EB: How do you see India’s printing industry growing in the next five years?
The future is bright. However, we have to assess what the overall print volumes will be, down the line. The Indian market still has tremendous scope to grow. At any manufacturing hub, there will be a need to print, especially for packaging. Therefore there is immense potential.
EB: What is the reason behind the gap in demand and supply at present?
It’s a two-way gap. A manufacturing unit needs to have an in-house packaging station or something similar, within the locality. However, that infrastructure is not yet up. So it will need to import the packaging material, which requires a lot of time and money. This is the gap that needs to be bridged. There are a lot of problems at the grass-root level also, even in terms of following rules and regulations. People need to get properly educated about all these issues.
EB: Do you have any plans for 3D printing in India?

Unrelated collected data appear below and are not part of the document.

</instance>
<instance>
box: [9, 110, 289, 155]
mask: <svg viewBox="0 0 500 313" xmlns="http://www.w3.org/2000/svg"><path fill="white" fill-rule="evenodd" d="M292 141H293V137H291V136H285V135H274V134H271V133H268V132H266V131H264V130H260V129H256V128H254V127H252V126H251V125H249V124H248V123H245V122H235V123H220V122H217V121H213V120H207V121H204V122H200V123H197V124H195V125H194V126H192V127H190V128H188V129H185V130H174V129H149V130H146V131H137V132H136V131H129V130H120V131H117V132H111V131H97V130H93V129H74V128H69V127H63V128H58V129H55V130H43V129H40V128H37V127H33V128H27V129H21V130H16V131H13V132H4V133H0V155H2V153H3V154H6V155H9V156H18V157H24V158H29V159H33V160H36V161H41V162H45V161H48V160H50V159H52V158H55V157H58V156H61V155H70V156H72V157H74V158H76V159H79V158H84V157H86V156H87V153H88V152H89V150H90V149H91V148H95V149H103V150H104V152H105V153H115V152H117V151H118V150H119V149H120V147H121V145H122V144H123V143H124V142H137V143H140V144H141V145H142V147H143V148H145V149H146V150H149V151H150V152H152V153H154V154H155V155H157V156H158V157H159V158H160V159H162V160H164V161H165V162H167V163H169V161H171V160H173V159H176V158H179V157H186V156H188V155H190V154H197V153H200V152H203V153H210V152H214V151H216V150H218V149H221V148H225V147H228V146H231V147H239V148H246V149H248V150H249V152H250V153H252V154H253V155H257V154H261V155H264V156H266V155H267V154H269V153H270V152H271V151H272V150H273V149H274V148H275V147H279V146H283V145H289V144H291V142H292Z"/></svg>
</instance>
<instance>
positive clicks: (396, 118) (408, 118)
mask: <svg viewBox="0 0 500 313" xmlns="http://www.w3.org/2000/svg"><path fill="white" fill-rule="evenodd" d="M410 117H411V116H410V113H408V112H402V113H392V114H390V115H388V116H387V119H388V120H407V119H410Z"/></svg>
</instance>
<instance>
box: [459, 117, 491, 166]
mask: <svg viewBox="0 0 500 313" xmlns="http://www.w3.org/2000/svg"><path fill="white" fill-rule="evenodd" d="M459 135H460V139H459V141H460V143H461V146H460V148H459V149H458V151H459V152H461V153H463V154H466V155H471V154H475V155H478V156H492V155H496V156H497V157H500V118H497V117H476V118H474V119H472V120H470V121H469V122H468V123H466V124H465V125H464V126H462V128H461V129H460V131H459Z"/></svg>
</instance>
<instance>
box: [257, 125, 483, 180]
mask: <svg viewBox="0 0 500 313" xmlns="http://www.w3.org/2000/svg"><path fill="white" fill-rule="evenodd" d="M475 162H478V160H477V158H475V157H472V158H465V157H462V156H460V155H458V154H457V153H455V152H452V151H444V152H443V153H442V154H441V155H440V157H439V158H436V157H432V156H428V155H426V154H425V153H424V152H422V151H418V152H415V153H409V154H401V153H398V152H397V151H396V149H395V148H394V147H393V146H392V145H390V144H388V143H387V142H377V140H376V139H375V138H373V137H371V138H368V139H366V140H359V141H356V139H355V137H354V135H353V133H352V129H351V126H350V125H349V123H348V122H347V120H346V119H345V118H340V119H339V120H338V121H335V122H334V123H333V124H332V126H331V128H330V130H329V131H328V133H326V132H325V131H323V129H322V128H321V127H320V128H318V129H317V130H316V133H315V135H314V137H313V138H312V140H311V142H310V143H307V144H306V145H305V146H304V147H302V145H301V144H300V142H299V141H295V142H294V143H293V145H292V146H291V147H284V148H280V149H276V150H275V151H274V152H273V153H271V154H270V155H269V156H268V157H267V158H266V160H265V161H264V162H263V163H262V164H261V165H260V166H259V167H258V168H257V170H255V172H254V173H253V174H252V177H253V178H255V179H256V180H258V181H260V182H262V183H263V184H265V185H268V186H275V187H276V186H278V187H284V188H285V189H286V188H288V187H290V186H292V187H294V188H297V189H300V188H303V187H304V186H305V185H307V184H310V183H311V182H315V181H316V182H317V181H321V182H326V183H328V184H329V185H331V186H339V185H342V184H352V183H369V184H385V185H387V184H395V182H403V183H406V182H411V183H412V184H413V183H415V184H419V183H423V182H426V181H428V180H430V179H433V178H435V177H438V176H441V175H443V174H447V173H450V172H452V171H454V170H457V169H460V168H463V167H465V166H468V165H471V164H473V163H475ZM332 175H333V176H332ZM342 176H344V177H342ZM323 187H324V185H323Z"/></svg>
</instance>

Not yet. This area is already flooded by the Chinese players. Without profits you cannot fund your R&D. And to make a profit, you have to stick to areas that offer better opportunities. In the offset market, the print volume demand is huge. And the technology for that market will change at some point of time to empower the next generation. We will have to be ready for that.
EB: Any new investments or expansion plans coming up in the country?
We are investing heavily in infrastructure. We already have our headquarters in Gurugram with offices across Mumbai, Bengaluru and Chennai. We will be further improving the infrastructure, the cumulative investment for which is expected to reach the ₹ 10 billion mark over a period of time.